The Most Important Thing to Keep in Mind When Starting Your Internship

Posted on Wednesday, Jan 30, 2019

When you’re working in an office full of legislative geniuses (two of my staffers went to ivy league schools for crying out loud!!), it’s easy to feel incompetent. Every single person in the office has a well thought out opinion on practically any political issue you could possibly think of.

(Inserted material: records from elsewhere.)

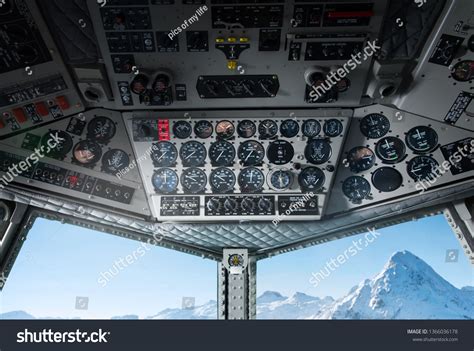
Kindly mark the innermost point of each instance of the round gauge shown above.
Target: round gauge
(356, 188)
(289, 128)
(333, 127)
(387, 179)
(203, 129)
(61, 141)
(193, 154)
(422, 139)
(193, 180)
(222, 180)
(311, 179)
(225, 129)
(165, 181)
(311, 128)
(182, 129)
(463, 71)
(222, 153)
(101, 129)
(422, 167)
(246, 129)
(114, 161)
(390, 150)
(360, 159)
(267, 129)
(318, 151)
(87, 152)
(374, 126)
(251, 180)
(280, 152)
(251, 153)
(164, 154)
(281, 179)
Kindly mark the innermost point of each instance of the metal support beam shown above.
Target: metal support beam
(237, 285)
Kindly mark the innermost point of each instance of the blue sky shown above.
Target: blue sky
(59, 262)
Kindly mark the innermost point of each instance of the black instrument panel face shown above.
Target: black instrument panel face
(233, 164)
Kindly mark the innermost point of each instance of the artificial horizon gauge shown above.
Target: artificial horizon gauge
(192, 154)
(280, 179)
(87, 152)
(374, 126)
(280, 152)
(222, 153)
(422, 139)
(251, 153)
(165, 181)
(422, 167)
(225, 129)
(360, 159)
(222, 180)
(390, 150)
(101, 129)
(164, 154)
(311, 179)
(318, 151)
(246, 129)
(251, 180)
(267, 129)
(356, 188)
(203, 129)
(463, 71)
(289, 128)
(182, 129)
(311, 128)
(193, 180)
(114, 161)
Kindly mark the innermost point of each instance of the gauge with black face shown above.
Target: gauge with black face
(192, 154)
(422, 139)
(333, 128)
(61, 141)
(164, 154)
(193, 180)
(281, 179)
(251, 180)
(182, 129)
(222, 153)
(387, 179)
(114, 161)
(203, 129)
(87, 152)
(225, 129)
(374, 126)
(318, 151)
(311, 179)
(101, 129)
(246, 129)
(251, 153)
(311, 128)
(289, 128)
(267, 129)
(356, 188)
(360, 159)
(280, 152)
(422, 167)
(165, 181)
(463, 71)
(390, 150)
(222, 180)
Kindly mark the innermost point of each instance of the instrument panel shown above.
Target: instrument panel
(226, 165)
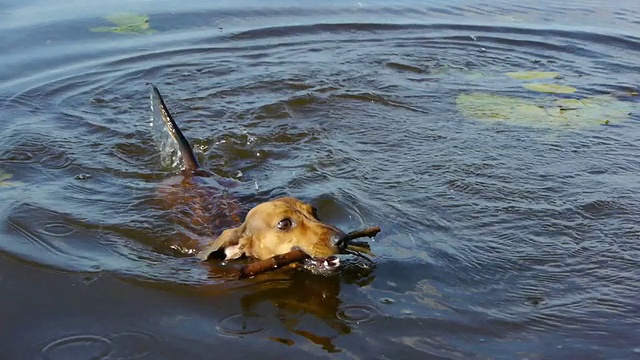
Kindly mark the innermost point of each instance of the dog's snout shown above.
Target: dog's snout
(339, 239)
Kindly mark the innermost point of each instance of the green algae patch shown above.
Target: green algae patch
(127, 23)
(576, 113)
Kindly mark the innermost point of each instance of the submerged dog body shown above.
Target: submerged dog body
(270, 228)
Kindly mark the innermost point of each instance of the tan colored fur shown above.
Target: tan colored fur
(259, 236)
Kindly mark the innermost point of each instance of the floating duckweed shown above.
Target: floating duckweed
(127, 23)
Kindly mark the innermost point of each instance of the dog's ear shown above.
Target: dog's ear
(228, 245)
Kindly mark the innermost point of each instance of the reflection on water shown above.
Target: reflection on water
(500, 239)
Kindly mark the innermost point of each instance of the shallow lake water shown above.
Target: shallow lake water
(509, 213)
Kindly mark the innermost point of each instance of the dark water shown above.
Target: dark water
(499, 240)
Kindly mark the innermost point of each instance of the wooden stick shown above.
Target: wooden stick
(278, 261)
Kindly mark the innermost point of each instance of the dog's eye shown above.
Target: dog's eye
(284, 224)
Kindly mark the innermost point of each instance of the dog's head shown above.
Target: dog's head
(277, 227)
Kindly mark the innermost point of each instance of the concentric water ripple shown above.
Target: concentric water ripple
(494, 233)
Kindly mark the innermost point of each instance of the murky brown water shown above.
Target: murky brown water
(500, 240)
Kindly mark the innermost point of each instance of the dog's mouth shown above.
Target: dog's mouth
(322, 265)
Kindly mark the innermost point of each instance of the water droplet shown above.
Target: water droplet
(77, 347)
(357, 313)
(58, 229)
(240, 325)
(133, 345)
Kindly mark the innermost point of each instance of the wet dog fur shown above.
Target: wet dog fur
(271, 228)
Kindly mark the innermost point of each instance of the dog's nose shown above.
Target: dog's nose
(339, 239)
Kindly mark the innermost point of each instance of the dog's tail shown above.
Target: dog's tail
(189, 158)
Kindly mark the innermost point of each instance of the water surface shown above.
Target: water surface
(500, 239)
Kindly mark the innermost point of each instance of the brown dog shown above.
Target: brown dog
(271, 228)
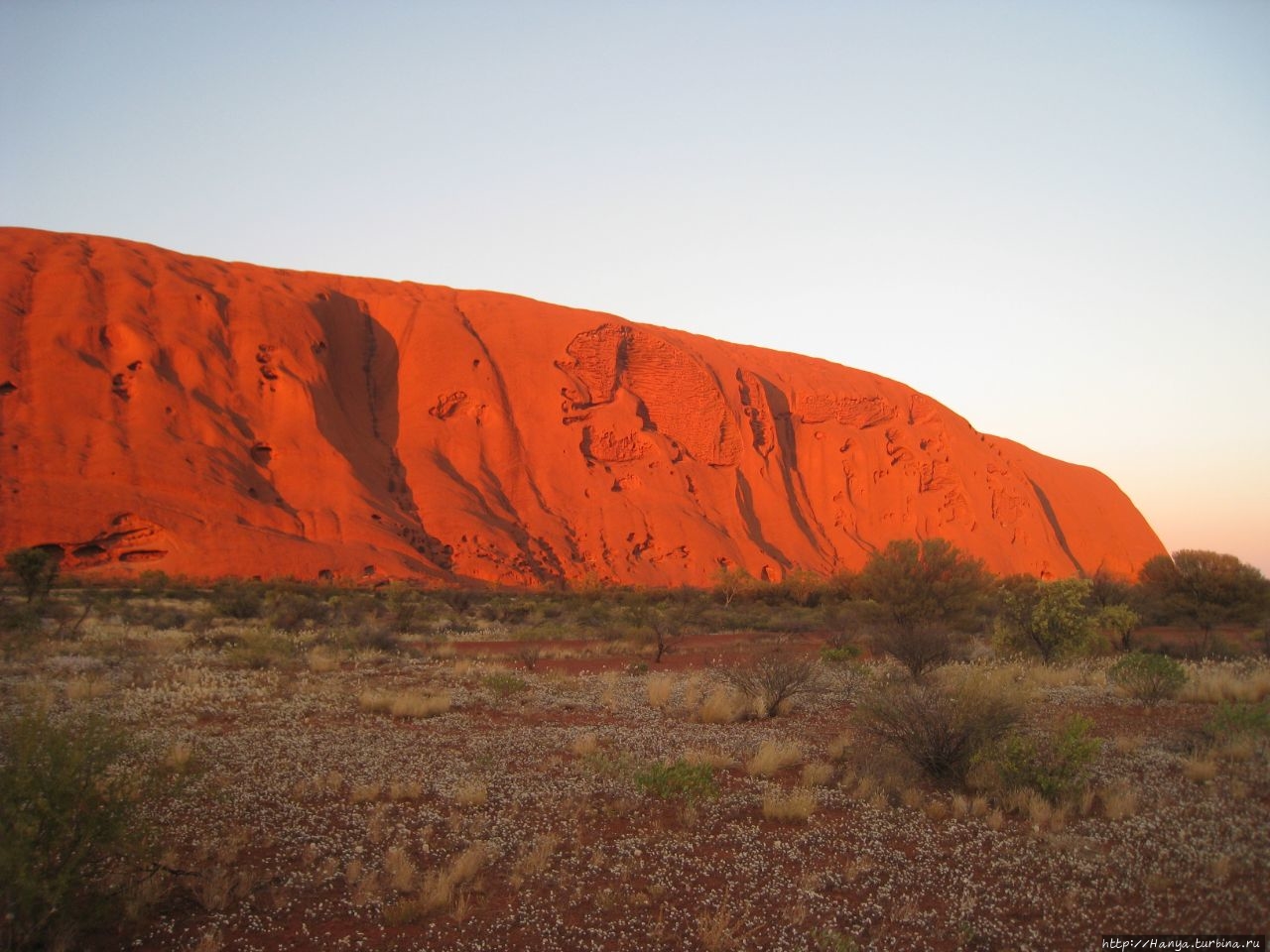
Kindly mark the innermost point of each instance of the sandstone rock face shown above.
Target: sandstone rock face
(166, 412)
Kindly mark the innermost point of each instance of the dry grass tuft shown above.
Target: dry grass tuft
(817, 774)
(772, 756)
(1119, 801)
(365, 792)
(794, 806)
(716, 929)
(1238, 749)
(399, 870)
(659, 689)
(937, 810)
(722, 706)
(86, 688)
(839, 748)
(405, 789)
(1128, 743)
(471, 792)
(180, 757)
(404, 703)
(321, 660)
(439, 890)
(1214, 683)
(535, 860)
(710, 758)
(1201, 769)
(414, 705)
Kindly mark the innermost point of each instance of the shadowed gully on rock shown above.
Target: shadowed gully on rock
(203, 417)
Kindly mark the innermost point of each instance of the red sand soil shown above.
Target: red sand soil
(202, 417)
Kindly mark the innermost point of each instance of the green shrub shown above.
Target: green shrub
(35, 569)
(239, 599)
(677, 780)
(504, 684)
(259, 651)
(1150, 678)
(294, 610)
(155, 615)
(940, 726)
(1233, 719)
(67, 815)
(19, 626)
(843, 654)
(1057, 766)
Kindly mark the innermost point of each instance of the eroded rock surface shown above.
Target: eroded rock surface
(176, 413)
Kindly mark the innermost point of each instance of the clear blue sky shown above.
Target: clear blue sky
(1053, 217)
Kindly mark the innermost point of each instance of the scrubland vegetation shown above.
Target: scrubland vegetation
(917, 757)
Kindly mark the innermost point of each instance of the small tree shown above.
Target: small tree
(1049, 619)
(731, 583)
(940, 726)
(924, 592)
(1120, 622)
(66, 815)
(666, 622)
(776, 679)
(1203, 589)
(35, 569)
(1150, 678)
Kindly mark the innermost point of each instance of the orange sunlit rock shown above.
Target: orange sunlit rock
(202, 417)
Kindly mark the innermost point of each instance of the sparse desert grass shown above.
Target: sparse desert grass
(536, 858)
(1119, 801)
(935, 810)
(471, 792)
(771, 757)
(1128, 743)
(271, 798)
(180, 757)
(404, 703)
(86, 688)
(789, 806)
(817, 774)
(439, 890)
(839, 748)
(405, 789)
(365, 792)
(1201, 769)
(717, 930)
(722, 706)
(322, 660)
(714, 760)
(694, 693)
(659, 688)
(399, 870)
(1146, 676)
(1214, 682)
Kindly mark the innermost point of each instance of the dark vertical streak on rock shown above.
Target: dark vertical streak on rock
(1053, 521)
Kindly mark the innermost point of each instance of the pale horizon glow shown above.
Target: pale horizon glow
(1055, 218)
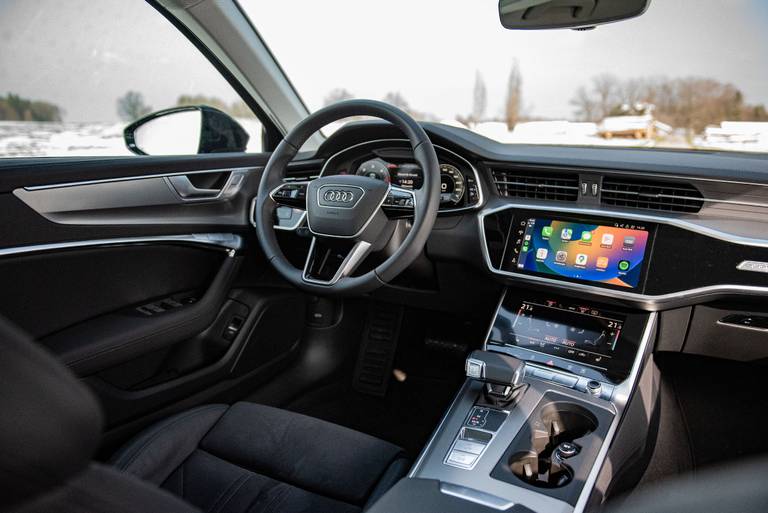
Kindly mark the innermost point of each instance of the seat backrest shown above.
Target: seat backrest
(50, 423)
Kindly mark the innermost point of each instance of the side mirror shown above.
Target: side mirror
(187, 130)
(574, 14)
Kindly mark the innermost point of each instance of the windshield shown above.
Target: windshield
(686, 74)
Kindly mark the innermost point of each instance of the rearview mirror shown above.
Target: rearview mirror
(575, 14)
(187, 130)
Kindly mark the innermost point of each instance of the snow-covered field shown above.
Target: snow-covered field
(31, 139)
(21, 139)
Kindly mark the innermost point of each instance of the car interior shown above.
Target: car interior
(398, 316)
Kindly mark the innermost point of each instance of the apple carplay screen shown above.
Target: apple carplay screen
(612, 255)
(582, 339)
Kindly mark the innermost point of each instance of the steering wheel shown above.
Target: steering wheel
(346, 213)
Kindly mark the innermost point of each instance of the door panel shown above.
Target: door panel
(151, 293)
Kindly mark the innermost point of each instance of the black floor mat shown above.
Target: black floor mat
(406, 416)
(723, 403)
(713, 411)
(431, 350)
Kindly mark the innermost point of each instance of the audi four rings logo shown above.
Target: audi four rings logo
(337, 196)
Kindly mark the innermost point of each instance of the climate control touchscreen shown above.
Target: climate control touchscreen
(612, 255)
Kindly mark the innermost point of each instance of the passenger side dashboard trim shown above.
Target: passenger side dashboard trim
(226, 241)
(651, 302)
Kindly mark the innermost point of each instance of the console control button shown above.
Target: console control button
(470, 447)
(564, 379)
(461, 458)
(594, 387)
(478, 417)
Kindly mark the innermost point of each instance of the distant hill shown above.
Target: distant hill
(15, 108)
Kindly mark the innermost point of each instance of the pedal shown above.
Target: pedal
(446, 346)
(377, 350)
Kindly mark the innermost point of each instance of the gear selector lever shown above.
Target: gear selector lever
(502, 374)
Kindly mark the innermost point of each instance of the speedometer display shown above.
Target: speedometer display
(408, 175)
(451, 184)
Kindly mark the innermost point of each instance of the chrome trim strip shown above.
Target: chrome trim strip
(754, 266)
(480, 194)
(621, 395)
(645, 299)
(673, 221)
(228, 241)
(609, 171)
(470, 494)
(140, 177)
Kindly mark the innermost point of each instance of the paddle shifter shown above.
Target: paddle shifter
(502, 375)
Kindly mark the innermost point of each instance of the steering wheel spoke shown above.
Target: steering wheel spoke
(399, 202)
(291, 200)
(329, 260)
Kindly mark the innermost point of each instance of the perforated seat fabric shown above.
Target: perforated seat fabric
(254, 458)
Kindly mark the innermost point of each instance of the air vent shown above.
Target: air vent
(651, 195)
(514, 183)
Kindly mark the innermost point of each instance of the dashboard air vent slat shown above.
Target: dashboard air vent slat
(513, 183)
(651, 195)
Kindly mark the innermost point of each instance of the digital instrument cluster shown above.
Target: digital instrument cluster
(585, 340)
(453, 184)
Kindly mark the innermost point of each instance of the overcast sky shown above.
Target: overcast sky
(84, 54)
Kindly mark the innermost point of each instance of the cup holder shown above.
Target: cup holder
(558, 423)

From the first day, I felt as though I was frantically treading water to keep my head above the sea of information being thrown at me. I was intimidated, to say the least. As I began working on small projects, most of which included reading a small piece of legislation or an article and analyzing it, I began to realize how much I was learning, as well as how much I still had to learn. However, it wasn’t until an after business hours chat with one of my co-workers that I had a very important revelation; all of these people are so well-informed because it is their job. While another intern and I got the low down on all of our staffers and how the office functions, it became clear that none of these people came here as the all-knowing political prodigies that I perceived them to be. They acquired their knowledge through projects at work, just like I had been doing.

In the past two weeks, I’ve learned more than I would have ever guessed, and I can only imagine all I will have gained by the time my internship concludes in May. These people have been adding to their collection of mental archives far longer than I have. As an intern, no one expects you to have as broad of a knowledge base as the legislative assistant who graduated from Princeton and has been working on the hill for years.

In retrospect, my advice would be to always remember the main purpose of an internship is to LEARN. It’s natural to be intimidated as a new comer to any professional setting. However, the chance to be surrounded by people who are practically experts on your field of interest is a rare one, so take advantage of it! Holding back on asking questions at the risk of seeming incompetent is the greatest injustice you could do to those who have given you this opportunity.